The Austrian Cultural Forum New York (ACFNY) is honored to present Wild West, a group exhibition commemorating the legacy of late Austrian artist Franz West (1947- 2012), on view September 20, 2017 – January 22, 2018. Curated by former West-collaborator Andreas Reiter Raabe, the show consists of works by Franz West, his New York-based contemporaries, and commissioned works by emerging artists from New York and Austria.

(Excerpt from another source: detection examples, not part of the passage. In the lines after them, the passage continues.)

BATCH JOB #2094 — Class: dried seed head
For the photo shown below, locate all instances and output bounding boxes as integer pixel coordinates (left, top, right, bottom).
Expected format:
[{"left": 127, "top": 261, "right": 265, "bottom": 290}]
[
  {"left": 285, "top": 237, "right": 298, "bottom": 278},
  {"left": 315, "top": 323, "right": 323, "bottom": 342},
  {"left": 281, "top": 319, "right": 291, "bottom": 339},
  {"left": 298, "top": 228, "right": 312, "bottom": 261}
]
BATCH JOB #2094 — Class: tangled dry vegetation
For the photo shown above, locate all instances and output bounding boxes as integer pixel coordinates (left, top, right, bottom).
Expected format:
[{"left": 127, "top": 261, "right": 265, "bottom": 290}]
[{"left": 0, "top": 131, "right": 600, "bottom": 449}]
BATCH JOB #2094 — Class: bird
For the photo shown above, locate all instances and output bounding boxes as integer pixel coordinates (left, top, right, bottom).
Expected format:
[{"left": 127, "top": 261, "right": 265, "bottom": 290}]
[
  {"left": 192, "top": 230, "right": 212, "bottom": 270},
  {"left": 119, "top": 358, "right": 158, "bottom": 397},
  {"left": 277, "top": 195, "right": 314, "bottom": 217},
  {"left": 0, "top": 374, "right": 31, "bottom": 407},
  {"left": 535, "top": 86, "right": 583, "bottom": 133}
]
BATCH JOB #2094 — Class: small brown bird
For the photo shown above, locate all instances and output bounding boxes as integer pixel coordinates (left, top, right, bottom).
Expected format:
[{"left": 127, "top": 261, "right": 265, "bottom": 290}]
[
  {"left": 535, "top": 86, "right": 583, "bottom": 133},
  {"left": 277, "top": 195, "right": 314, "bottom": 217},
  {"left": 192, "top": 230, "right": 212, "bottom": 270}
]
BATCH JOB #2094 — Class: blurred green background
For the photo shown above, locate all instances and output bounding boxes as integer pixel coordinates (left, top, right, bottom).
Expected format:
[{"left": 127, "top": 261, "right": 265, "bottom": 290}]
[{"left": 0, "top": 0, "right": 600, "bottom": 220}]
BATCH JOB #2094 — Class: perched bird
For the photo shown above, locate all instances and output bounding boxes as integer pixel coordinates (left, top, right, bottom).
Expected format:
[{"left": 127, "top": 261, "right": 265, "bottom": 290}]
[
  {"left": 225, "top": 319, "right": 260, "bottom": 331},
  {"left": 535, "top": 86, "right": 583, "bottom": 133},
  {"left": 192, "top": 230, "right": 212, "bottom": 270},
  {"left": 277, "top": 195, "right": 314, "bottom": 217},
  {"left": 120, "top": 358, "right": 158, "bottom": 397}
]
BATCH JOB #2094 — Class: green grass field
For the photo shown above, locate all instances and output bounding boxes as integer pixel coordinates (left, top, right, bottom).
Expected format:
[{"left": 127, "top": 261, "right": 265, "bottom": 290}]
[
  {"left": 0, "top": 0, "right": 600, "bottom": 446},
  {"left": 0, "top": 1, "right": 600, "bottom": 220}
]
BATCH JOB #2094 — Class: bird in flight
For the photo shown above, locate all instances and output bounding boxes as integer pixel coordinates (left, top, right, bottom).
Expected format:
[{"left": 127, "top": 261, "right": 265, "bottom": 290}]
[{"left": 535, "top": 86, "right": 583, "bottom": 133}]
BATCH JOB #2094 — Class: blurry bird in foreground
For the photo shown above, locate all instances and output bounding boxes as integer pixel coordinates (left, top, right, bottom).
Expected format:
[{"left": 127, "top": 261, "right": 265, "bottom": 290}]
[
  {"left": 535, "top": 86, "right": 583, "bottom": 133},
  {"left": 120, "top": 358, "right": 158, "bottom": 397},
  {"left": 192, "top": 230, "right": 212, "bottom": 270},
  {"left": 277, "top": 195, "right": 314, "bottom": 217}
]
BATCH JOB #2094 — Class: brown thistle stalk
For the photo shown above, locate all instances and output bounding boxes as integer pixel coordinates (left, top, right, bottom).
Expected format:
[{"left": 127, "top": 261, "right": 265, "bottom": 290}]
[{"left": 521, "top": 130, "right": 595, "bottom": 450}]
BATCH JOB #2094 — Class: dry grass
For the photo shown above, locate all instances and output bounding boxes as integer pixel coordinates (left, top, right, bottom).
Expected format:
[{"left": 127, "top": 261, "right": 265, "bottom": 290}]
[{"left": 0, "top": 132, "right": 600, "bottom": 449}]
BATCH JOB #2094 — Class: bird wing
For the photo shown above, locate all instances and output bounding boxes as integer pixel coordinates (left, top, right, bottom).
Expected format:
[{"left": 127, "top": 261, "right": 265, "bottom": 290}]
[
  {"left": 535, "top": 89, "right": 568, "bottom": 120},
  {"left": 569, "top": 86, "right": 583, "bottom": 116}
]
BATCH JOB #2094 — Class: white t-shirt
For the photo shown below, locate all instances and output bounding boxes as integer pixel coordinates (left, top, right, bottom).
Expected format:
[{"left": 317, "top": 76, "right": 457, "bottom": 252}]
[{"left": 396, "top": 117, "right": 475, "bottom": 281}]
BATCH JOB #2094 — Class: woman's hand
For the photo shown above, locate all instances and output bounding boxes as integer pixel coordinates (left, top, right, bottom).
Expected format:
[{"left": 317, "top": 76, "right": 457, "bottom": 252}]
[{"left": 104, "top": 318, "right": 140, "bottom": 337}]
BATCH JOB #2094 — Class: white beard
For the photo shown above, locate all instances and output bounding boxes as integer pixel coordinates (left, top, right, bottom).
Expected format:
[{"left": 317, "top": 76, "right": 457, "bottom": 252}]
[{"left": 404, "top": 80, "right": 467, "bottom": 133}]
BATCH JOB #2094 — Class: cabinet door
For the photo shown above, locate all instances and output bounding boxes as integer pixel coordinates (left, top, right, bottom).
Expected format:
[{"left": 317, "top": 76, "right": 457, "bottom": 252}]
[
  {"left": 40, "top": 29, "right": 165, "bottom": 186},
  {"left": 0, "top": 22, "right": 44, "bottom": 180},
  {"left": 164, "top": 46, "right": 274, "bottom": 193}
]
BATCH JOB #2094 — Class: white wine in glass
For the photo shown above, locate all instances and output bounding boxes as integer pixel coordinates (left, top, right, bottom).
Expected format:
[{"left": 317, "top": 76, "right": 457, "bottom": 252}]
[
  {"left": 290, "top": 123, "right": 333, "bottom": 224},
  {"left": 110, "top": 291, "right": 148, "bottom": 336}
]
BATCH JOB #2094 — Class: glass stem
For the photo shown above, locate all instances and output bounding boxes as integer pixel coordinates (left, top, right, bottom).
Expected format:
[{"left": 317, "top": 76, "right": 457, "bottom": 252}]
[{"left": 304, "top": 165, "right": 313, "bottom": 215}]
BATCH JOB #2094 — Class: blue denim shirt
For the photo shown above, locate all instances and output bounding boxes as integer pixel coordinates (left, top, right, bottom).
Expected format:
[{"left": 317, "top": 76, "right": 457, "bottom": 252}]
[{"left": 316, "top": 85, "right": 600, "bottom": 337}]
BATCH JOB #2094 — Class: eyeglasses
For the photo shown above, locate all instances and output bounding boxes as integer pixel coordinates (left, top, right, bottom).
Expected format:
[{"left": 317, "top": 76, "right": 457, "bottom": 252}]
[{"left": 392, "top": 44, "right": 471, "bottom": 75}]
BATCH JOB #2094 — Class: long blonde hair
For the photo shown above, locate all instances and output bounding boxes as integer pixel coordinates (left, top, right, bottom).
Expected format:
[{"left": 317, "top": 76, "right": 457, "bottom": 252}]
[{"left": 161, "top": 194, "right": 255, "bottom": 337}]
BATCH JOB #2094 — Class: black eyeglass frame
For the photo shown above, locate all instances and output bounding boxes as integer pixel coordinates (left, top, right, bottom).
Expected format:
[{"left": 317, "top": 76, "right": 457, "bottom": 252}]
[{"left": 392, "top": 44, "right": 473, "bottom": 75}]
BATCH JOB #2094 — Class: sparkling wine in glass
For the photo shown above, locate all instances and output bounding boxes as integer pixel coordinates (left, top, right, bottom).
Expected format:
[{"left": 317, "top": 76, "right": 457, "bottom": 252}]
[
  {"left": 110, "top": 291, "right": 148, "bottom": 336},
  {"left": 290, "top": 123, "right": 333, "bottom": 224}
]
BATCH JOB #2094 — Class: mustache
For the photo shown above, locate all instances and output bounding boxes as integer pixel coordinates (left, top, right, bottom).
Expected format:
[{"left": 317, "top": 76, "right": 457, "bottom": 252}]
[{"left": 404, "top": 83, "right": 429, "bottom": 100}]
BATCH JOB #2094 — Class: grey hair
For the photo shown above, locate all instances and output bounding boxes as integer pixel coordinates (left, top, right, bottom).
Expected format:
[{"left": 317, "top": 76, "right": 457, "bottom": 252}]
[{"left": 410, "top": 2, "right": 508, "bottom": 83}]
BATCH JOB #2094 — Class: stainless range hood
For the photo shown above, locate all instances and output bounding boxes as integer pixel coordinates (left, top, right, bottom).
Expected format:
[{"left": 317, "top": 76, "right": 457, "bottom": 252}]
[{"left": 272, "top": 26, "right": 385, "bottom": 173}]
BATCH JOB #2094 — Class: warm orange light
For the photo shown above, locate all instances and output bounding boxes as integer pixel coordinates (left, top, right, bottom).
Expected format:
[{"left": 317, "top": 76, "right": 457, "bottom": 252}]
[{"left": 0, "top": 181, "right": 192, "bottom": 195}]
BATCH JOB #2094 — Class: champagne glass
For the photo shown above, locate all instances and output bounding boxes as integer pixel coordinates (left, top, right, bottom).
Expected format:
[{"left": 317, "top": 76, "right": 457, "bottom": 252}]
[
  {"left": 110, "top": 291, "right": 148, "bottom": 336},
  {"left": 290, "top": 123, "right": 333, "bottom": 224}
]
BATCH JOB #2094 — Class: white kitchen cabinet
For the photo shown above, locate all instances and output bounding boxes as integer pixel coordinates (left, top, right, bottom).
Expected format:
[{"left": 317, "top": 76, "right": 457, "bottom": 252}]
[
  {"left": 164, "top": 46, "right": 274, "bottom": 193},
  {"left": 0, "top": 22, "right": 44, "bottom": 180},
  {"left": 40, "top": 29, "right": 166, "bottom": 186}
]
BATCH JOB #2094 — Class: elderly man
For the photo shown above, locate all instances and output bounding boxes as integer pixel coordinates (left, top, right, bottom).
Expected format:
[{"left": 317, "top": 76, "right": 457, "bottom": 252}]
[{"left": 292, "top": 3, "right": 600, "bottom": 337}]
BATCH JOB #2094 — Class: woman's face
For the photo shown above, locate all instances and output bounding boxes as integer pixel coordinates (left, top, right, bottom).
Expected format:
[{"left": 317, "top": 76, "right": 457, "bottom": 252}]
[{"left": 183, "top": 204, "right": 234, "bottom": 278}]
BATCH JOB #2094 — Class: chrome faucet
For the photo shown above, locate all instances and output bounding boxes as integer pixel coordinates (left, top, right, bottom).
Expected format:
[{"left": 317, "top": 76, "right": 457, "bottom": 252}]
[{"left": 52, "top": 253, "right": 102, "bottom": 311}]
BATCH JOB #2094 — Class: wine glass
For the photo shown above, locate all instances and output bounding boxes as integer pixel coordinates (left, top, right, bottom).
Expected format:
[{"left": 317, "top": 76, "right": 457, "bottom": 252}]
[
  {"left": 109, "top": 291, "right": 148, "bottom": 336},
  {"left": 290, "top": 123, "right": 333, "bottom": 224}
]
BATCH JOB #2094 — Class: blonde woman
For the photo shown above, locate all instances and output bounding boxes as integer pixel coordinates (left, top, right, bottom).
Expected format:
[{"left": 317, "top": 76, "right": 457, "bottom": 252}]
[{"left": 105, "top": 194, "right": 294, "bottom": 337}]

The exhibition’s title acts as a play-on-words for West’s nonconformist, anarchic approach to creating artworks and his critical place in Western art history. His deep curiosity for alternative ways of thinking and exhibiting manifested in his numerous collaborations with fellow artists and creatives. At the height of his career in the mid-1980s, West chose to exceed the boundaries of a typical ‘solo show’ and invited emerging artists to exhibit alongside him, often to the surprise of the institutions.
The exhibition starts with the world premiere of Franz West (2017) by Raabe, a film composed of neverbefore-seen footage Raabe shot in West’s studio between 2007 – 2012. The piece provides an intimate glimpse into West’s studio practice, affirming the equivocal nature of his thought processes. As a precedent to the overarching curatorial direction, the film reveals West’s idiosyncratic approach to art and his wild way of thinking, working, and collaborating.

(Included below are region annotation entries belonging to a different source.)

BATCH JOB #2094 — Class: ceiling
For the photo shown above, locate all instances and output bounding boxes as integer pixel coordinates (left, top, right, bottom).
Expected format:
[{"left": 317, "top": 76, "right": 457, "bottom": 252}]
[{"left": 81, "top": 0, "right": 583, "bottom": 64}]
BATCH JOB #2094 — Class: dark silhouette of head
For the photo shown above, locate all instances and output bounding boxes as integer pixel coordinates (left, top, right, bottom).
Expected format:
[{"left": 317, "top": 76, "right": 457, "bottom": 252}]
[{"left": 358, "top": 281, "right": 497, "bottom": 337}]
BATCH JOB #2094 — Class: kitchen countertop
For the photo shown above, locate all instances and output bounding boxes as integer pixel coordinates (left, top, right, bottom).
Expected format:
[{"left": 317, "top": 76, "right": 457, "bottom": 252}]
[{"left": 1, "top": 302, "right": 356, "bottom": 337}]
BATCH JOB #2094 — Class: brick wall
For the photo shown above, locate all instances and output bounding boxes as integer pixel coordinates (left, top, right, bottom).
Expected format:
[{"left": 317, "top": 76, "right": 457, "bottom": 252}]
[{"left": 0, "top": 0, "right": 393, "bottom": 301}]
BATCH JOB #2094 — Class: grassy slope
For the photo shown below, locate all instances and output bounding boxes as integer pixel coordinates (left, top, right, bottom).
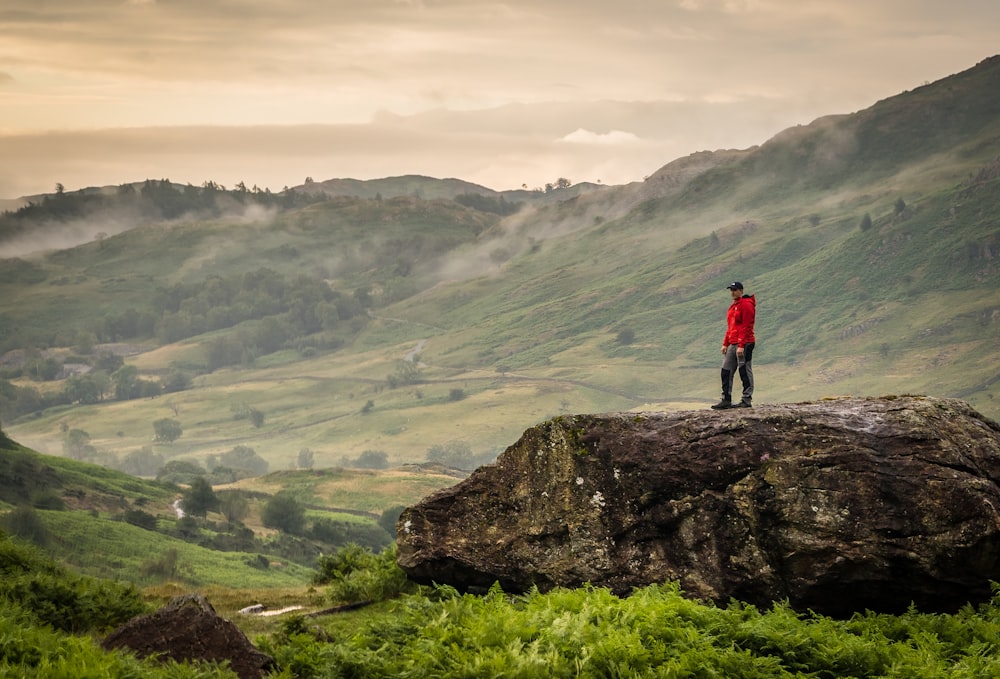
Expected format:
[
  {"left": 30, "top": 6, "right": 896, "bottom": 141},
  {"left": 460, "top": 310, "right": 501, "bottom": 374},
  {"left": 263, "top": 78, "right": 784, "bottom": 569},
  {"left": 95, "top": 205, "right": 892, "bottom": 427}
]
[{"left": 1, "top": 55, "right": 1000, "bottom": 469}]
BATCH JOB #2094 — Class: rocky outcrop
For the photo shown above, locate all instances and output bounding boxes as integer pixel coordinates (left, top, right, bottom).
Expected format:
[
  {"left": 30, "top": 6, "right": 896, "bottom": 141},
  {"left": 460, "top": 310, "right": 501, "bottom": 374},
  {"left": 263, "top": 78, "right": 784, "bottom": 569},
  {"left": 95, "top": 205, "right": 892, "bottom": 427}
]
[
  {"left": 397, "top": 397, "right": 1000, "bottom": 615},
  {"left": 101, "top": 594, "right": 274, "bottom": 679}
]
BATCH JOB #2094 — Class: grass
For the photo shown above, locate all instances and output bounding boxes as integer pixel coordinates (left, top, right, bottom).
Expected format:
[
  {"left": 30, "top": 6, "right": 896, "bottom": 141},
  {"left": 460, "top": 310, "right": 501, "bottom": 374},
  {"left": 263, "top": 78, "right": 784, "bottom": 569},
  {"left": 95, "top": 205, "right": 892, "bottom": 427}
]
[
  {"left": 0, "top": 58, "right": 1000, "bottom": 470},
  {"left": 38, "top": 510, "right": 311, "bottom": 589}
]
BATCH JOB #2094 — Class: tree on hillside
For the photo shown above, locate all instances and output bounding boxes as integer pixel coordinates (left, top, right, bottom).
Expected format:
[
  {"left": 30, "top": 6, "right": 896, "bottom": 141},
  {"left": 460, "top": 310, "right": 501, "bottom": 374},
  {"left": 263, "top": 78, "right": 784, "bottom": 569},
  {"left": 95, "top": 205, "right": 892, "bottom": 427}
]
[
  {"left": 111, "top": 365, "right": 142, "bottom": 401},
  {"left": 218, "top": 490, "right": 250, "bottom": 523},
  {"left": 181, "top": 476, "right": 219, "bottom": 518},
  {"left": 260, "top": 491, "right": 306, "bottom": 535},
  {"left": 153, "top": 417, "right": 184, "bottom": 443}
]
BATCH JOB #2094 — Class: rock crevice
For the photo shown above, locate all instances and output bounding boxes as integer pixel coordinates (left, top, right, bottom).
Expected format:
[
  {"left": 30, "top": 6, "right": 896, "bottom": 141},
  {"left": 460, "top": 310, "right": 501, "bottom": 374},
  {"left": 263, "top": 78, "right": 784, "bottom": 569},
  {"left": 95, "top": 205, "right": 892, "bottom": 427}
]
[{"left": 398, "top": 397, "right": 1000, "bottom": 615}]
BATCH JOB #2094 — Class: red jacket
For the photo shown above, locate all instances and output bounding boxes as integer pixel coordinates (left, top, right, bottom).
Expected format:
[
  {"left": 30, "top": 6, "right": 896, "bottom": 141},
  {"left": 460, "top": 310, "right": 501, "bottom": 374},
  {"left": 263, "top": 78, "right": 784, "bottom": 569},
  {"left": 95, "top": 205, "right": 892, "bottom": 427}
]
[{"left": 722, "top": 295, "right": 757, "bottom": 347}]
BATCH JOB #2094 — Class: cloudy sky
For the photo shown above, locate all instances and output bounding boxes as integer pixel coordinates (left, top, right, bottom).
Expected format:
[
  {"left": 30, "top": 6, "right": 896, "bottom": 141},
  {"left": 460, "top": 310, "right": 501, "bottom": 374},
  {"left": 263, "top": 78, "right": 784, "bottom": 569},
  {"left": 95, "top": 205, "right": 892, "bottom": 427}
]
[{"left": 0, "top": 0, "right": 1000, "bottom": 198}]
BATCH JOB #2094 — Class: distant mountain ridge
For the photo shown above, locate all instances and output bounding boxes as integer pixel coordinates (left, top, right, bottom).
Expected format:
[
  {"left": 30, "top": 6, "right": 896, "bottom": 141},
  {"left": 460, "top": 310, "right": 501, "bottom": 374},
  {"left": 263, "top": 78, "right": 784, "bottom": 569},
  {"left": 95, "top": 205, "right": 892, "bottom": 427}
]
[{"left": 0, "top": 57, "right": 1000, "bottom": 472}]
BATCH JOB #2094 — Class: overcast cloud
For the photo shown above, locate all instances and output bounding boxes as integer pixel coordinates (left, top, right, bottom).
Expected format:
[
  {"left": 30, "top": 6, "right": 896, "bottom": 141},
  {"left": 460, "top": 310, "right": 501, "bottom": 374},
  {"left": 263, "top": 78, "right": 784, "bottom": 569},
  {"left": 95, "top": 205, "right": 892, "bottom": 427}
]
[{"left": 0, "top": 0, "right": 1000, "bottom": 198}]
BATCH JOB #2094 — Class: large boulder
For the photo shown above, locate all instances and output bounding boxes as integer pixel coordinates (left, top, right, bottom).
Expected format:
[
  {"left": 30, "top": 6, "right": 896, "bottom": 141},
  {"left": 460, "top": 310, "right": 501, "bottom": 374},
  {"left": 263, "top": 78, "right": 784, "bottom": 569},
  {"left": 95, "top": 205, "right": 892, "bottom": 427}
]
[
  {"left": 398, "top": 396, "right": 1000, "bottom": 615},
  {"left": 101, "top": 594, "right": 275, "bottom": 679}
]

Wild West will present a similar curatorial approach by showing not only the works of Franz West, but also of his collaborators and emerging artists. Exhibiting artists include: Rudolf Stingel, Urs Fischer, Mary Heilmann, Rudolf Polanszky, Octavian Trauttmansdorff, Sarah Lucas and Andreas Reiter Raabe. The exhibition will also feature artists who have not previously exhibited with West, such as Anna-Sophie Berger, Tillman Kaiser, Anne Schneider, Rirkrit Tiravanija, and KAYA (Kerstin Brätsch and Debo Eilers). While the exhibition presents collaborations, such as Reiter Raabe’s sculptural lamps Fleur Mal, 2012, it also features new commissions such as Tiravaija’s sculpture untitled (east meets west), 2017, a granite tombstone in West’s body height.